Norwich workers to test ‘Mid-life MOT’ in pilot for UK-wide retirement plan
PUBLISHED: 17:34 29 May 2018 | UPDATED: 17:34 29 May 2018
One hundred city workers have been put through a “mid-life MOT” to ensure their retirement plans do not stall as part of a programme which will be reported back to government.
Aviva is aiming to help staff members between 45 and 65 to focus on the choices for their work, health and wealth as they begin to approach retirement age.
Members of the company’s Norwich team have taken part in a series of workshops aimed at getting them to think about the road ahead.
Lindsey Rix, managing director of Aviva UK Savings and Retirement, is leading the project which, if successful, the company is hoping to roll out to customers.
She said: “This age group is facing all sorts of different pressures in their lives at the moment and what we want to do is see what we can do to help.
“Many of them are looking after elderly relatives and often helping to support their own children as well.
“It is a growing population from an employee point of view but also from a customer perspective.”
The MOT not only looks at a worker’s finances and savings but also at ways to improve their health and different ways of working, with experts from Aviva’s financial advice, wellbeing and people departments leading the discussions in their specialist area.
Ms Rix said: “This is a demographic which will be working longer than people have in the past so it is important for people to think about how they can work in different ways.”
This could include changing working hours or working from home, in some cases.
Ms Rix also said many of those who were nearing retirement were vastly experienced and it could be valuable for Aviva – and similar companies – to still have access to their talents after they began to wind their working lives down.
She added: “The feedback we have had so far has been really positive. People have found it a useful chance to take stock and think about what they want in later life.”
As well as the hour-long workshops the mid-life MOT also provides people with access to online resources and encourages them to set goals for each of the areas covered.
Aviva will follow up in three months to see how the advice has impacted their choices and if the programme could be improved.
A pause for thought
Business analyst David Beckham, 51, is one of those to benefit from the mid-life MOT pilot programme at Aviva.
He said it had been a chance to reflect on his options.
“It was a pause for thought away from the hustle and bustle of working life and gives you the opportunity to look at things from a different point of view,” Mr Beckham, from Mattishall, said.

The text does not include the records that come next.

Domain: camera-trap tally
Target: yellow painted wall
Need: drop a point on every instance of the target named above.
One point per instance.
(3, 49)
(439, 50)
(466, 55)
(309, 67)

“It was nice to be able to get together with a group of colleagues in the same position and talk things through. It is quite easy to just carry on with your career and not think about what you might do when you retire.”
Mr Beckham, who has been at the company for more than 30 years, said he had benefitted from flexible working at Aviva and now worked from home two days a week.
“Some people may decide they want to do different things when they are my age,” he said, “and it is always good to know what your options are.”
Background to the mid-life MOT
Aviva’s mid-life MOT is designed to help employees and, in the future, customers to take control of their retirement plans.
There are 17 million people who fall into the 45 to 65 age bracket in the UK, with a third of those customers of the insurer, and Aviva, whose UK insurance chief executive Andy Briggs was named the government’s business champion for older workers, will report back to government on the results of its pilot programme. There are expected to be more than 10 million workers over 50 by the end of the year and, with the state pension set to increase to 66 by 2020, and Aviva is hoping to focus people’s minds early enough to make any changes needed for a lifestyle they are happy with.
The idea of a mid-life MOT comes from the Cridland Review of the state pension age, published in 2017, which suggested it as a way to encourage people to take stock. These choices could include deciding to switch career if you work in a physically demanding job and may not be able to continue to state pension age.